Marx and Wittgenstein showed that words, whether they are deeds or no, are not the kind of war that we should avoid. Indeed, a war of words is the best remedy to a war of deeds. Instead of fighting each other in combat, we talk — sometimes aggressively, even offensively. Is that wrong? It is an enduring idea that offensive words entail offensive deeds. But the cause of both words and deeds lies in an altogether different sphere: intentions.

A good friend once made the argument: words reveal intentions only imperfectly, while deeds demonstrate intentions much more clearly. A harsh word could be an act of love. A harsh deed is much more difficult to reconcile with an ethic of universal love. Of course for Wittgenstein there is no real separation; but as he himself admits, the fantasy matters. If we lift the veil entirely and become, in contemporary terms, ‘woke’, as end up not in reality but in a darker fantasy than the one we were previously in — a ‘blame game’ without end.

We must avoid these bad language games. But we must also tolerate them. We must accept that we will always, so long as we are human, be playing games with communication. For Thomas Hobbes, language derives from the commutation of motion from one person to another — such as through the vibration of air to affect one person’s mind with the ideas of another, albeit imperfectly and derivatively. Far from the physical ‘war of every man, against every man’ that Hobbes describes as natural to humankind in our beastly form, language can unite us around ideas that render us more akin to gods and angels than beasts and demons. Language is a bridge between worlds. It can be crossed either way.

I do not wish to dogmatically insist on one position over another. Enough of us, including myself, do that enough. But I do wish to ask for mercy: mercy for the outcasts, mercy for the villains, mercy for the broken, and mercy for the victims of violence. Hate the sin, not the sinner. But also: consider whether sin really extends beyond the Catholic emphasis on deeds to the Protestant emphasis on ‘faith alone’. For if evil really is a thing of this world, then language is not our condemnation. It is our deliverance.
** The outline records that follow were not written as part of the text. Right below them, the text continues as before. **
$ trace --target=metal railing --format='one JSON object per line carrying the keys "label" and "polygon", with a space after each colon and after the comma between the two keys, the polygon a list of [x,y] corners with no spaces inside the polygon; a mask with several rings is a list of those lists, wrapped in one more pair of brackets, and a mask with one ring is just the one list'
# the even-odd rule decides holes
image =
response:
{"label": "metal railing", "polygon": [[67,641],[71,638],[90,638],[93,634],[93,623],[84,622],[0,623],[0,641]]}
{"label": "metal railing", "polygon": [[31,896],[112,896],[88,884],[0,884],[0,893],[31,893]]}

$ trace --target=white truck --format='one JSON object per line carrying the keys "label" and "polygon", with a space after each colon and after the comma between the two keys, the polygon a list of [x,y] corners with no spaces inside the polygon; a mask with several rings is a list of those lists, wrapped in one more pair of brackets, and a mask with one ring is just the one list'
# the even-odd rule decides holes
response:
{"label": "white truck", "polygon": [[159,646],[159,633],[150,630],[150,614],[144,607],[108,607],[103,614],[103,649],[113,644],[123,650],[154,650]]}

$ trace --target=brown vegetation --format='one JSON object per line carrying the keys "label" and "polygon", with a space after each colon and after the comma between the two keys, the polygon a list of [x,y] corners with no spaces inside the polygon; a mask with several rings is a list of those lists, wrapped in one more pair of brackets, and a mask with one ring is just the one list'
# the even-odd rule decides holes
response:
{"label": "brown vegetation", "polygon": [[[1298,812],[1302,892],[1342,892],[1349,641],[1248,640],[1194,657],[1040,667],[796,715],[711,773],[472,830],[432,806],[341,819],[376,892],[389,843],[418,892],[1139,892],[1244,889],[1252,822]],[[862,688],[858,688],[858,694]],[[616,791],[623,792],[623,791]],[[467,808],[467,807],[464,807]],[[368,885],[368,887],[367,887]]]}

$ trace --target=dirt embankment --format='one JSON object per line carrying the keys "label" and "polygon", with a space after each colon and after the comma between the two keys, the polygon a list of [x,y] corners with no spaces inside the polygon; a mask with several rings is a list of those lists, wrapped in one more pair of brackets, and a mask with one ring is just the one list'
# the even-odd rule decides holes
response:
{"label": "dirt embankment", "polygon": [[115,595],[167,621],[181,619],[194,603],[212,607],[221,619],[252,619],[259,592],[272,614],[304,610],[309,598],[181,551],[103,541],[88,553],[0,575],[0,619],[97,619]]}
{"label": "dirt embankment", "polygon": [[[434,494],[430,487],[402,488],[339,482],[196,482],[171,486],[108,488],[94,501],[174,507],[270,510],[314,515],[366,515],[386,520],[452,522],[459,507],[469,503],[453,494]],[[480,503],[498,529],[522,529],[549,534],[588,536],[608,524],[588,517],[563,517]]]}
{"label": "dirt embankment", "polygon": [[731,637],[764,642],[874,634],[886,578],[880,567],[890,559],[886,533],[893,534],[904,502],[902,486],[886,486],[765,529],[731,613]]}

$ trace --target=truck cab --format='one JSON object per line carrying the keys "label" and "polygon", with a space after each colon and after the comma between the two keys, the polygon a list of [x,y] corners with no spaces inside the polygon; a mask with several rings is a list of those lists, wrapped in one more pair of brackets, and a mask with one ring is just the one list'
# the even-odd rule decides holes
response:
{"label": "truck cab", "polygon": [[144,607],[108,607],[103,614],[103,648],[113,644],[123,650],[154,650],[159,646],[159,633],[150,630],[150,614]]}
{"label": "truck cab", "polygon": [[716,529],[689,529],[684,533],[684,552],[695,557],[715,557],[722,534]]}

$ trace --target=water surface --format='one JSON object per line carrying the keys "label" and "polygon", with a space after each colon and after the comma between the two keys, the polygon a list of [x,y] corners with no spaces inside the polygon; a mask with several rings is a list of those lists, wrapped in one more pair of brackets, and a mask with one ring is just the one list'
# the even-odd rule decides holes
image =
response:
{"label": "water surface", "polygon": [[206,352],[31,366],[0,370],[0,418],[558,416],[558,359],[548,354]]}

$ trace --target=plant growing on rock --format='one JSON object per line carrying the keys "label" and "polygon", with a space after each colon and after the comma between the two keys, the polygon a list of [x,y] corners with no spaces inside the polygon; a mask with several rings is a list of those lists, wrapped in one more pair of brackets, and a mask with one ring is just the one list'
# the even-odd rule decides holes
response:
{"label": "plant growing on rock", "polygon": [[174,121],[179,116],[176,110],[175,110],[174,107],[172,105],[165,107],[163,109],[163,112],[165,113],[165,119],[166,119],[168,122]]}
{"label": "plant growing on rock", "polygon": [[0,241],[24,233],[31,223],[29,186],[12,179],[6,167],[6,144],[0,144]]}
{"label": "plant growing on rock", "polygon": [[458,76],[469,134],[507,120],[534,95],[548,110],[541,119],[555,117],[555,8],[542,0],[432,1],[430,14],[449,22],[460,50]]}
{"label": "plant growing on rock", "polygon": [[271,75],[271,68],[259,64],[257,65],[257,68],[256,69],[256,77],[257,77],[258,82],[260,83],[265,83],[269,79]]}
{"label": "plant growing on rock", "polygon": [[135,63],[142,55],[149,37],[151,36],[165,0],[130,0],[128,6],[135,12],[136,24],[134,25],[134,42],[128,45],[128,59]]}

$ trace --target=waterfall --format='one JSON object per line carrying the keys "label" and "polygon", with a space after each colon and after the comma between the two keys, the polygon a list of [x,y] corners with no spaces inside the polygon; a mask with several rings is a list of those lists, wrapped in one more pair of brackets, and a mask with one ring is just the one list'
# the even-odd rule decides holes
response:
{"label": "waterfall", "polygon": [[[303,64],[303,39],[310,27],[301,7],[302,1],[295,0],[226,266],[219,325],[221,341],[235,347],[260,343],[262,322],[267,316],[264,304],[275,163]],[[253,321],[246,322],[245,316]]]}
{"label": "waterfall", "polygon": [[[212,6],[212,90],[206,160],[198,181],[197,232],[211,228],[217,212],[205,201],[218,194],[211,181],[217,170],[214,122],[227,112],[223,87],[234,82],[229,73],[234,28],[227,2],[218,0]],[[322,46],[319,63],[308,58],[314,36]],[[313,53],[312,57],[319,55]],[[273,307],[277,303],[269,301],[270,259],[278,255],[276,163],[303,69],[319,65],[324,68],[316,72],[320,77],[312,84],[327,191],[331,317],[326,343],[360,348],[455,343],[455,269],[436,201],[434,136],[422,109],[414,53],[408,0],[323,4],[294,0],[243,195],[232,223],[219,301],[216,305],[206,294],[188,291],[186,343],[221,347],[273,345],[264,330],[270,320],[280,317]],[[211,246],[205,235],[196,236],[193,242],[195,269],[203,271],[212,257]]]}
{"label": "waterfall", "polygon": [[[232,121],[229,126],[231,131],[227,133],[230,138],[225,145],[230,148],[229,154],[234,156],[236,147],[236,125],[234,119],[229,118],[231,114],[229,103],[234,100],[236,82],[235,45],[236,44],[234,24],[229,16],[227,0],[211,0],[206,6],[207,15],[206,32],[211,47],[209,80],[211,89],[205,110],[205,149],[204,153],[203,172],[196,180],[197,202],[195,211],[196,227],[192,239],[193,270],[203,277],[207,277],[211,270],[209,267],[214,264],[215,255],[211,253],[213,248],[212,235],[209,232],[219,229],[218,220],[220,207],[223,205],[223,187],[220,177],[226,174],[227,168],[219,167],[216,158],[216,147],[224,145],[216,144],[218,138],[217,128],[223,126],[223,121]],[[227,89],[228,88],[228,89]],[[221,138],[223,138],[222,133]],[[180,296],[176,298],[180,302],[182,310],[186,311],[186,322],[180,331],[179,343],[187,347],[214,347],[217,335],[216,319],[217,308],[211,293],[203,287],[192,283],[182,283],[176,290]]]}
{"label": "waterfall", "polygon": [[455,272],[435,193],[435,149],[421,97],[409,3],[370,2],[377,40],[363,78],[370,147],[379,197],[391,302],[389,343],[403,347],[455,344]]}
We must have faith in words, as deeds, delivering us from an eternity of slavery to physical impulse. But we must not condemn the physical either — for Wittgenstein, impulse behaviour is a good thing, as it is truthful to our nature. Ultimately, there must be more to our nature, which is violent in a banal and brutal sense. Language echoes that natural violence of the animal kingdom. But it is also the promise of something more. Do not cast it into the fire so easily. Do not treat it too seriously, either. This cautious optimism should lead us to the unnatural but perhaps more moral position that ‘linguistic violence’ is not the evil it is taken to be. It may, actually, be the remedy to the real evils that afflict so many around the world right now.

We should rise to the moment, lest we fall from it again, and darken this fantasy which afflicts our mortal plain of existence. Above all, we must return to the truth at the heart of all longing: we are one. We should be just to one another. True words and kind deeds are surely one remedy to false words and cruel deeds. But perhaps I am too ‘logical’ for this language game …

Disclaimer: Any similarity between names mentioned and actual individuals is purely accidental and largely theoretical. These are fun ideas to entertain but, as always, I may be mistaken. After all, what do I know?